Russell Napier: Yes. I am pretty negative about the world in terms of growth in the stock markets and I believe that dollar will go up. Normally that would not be a scenario in which you would be buying gold. Strong dollars not good for gold and falling inflation good for gold, so why would I be positive on gold anyway in that scenario, well I think we saw it very early in this year from the January to February we actually had a scenario where the dollar was somewhat strong and the gold prices going up anyway. If you get into a scenario where effectively centrals bankers feeling that you should expect the governments to get more active I think the least likely thing is if we get another turndown in growth in the west that they stop and this time the government’s will join in. Now as I suggested in answering the last question there is lot of control involved in government intervention and if the control which is ultimately good for gold than more the government wishes to control capital and investment and credit which is a power for the West is running down rapidly and more people would prefer an asset like gold which is not impossible for government to control but it is clearly significantly more different for the government. So the interesting thing about gold at this juncture is you should buy it whether you are deflationist or whether you are inflationist.

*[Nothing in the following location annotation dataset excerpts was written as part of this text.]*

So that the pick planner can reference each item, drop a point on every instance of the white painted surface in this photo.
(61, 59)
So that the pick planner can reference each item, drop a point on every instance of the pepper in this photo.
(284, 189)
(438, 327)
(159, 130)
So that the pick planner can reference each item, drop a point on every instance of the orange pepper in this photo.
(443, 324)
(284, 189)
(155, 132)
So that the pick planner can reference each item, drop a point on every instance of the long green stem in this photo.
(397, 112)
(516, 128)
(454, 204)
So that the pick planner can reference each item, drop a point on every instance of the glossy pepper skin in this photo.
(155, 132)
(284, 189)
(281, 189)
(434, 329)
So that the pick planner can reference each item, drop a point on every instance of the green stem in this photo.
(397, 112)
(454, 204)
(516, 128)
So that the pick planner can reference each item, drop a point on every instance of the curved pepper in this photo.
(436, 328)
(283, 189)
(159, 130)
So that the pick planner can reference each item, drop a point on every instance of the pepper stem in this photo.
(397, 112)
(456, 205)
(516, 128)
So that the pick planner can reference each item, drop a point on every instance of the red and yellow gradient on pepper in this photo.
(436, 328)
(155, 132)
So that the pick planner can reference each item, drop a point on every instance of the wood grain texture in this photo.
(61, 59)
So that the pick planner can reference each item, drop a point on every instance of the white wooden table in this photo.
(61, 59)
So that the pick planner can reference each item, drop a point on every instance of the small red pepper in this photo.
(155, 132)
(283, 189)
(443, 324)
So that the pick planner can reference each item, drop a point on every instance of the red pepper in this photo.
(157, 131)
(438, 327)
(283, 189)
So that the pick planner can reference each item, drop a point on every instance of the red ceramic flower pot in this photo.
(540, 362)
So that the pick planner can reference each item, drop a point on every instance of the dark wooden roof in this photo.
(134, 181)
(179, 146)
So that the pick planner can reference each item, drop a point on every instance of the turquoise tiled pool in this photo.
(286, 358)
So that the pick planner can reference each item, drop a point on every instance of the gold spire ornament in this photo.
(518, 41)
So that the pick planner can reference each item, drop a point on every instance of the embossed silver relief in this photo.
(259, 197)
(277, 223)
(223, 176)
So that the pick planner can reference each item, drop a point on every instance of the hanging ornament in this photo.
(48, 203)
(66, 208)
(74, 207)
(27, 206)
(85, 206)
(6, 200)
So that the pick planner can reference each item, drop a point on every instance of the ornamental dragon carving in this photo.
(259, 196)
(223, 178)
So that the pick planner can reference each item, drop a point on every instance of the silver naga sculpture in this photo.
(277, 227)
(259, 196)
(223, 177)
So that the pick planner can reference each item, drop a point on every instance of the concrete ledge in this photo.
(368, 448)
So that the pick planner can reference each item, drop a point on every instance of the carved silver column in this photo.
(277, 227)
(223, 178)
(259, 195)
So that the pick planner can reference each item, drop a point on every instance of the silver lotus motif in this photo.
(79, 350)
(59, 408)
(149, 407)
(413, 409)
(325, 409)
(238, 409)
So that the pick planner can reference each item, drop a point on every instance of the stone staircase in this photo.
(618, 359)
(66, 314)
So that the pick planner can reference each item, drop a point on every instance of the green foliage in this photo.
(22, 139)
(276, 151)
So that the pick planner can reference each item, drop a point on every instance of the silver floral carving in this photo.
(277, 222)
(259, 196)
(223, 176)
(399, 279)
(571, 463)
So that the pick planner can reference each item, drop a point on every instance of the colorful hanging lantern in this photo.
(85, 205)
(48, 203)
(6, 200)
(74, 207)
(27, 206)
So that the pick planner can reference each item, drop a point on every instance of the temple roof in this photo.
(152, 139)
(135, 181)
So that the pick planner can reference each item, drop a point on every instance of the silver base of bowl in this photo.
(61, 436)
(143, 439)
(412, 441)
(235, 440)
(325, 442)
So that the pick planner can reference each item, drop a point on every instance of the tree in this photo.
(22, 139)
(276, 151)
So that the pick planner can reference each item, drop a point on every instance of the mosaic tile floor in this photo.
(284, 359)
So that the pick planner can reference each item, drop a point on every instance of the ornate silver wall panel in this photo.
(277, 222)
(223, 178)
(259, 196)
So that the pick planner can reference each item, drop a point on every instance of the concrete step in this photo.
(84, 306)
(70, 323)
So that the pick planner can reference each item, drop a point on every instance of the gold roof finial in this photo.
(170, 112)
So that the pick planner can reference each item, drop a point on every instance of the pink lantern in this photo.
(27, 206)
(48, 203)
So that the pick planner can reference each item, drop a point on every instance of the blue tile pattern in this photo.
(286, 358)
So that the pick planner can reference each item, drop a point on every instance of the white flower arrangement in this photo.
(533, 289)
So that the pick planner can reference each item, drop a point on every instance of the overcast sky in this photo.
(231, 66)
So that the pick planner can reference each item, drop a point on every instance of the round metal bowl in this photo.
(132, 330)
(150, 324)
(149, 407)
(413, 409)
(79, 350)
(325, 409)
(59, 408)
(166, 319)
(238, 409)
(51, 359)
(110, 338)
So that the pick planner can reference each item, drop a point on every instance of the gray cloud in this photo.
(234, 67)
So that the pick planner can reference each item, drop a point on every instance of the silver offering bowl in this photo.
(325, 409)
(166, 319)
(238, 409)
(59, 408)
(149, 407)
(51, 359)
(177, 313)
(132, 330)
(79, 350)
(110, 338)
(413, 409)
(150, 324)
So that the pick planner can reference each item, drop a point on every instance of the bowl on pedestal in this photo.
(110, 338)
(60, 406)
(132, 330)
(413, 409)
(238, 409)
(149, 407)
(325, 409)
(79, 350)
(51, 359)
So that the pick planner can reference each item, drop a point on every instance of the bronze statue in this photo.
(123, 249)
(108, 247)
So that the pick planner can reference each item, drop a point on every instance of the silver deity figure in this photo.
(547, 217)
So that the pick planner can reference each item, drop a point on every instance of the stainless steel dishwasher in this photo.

ET Now: I cannot help but ask you what has been the experience like with Flame University Students out here in India?
Russell Napier: Well the most important figure in finance is to ask a right questions because it is a multifaceted business with many different disciplines and actually it is incredibly difficult to ask right questions I think many people notice famous quote from Einstein where he said he was given a problem to solve he would spend one hour to solve it, he would spend 55 minutes trying to work out what the right question was and then finding the answer would be easy. I too learn how to ask the right questions I think reading financial history and studying financial history is useful and clearly going to the right sort of business school is also useful. So I would what can you say I do not really have to tell Indian people that education is the key but it is an education which teaches you the right questions because in our business there are really very few right answers. Don't struggle to get the right answer, struggle to get a better answer. But frankly if you ask the wrong questions it doesn't matter if you get the right answer.
ET Now: The tie-up at Flame comes at an interesting time. Tell us more
Russell Napier: Its a very auspicious time for us as well to be involved with FLAME. FLAME is effectively like the Columbia Business School of India. And what a great partnership we have. The reason we are involved with FLAME is we have similar approaches in that we are both charities and we have similar approaches to financial education.
There is more to financial education than numbers and supply and demand and we believe by teaching financial history, we're effectively teaching a little bit of sociology, a little bit of philosophy, a little bit of accountancy, a little bit of economics.
We think that financial history gives us a more rounded approach to investment and obviously FLAME which also teaches liberal arts, takes a similar approach to education. That helps us with the course that my charity runs, the practical history of financial markets. Perhaps even more importantly, FLAME has actually established a library in Poona, and that is the world's second library of mistakes. So we are absolutely delighted that FLAME has partnered with us and we hope to work together and collaborate together to bring back an old approach to investment which believes that there's more to life than an equation.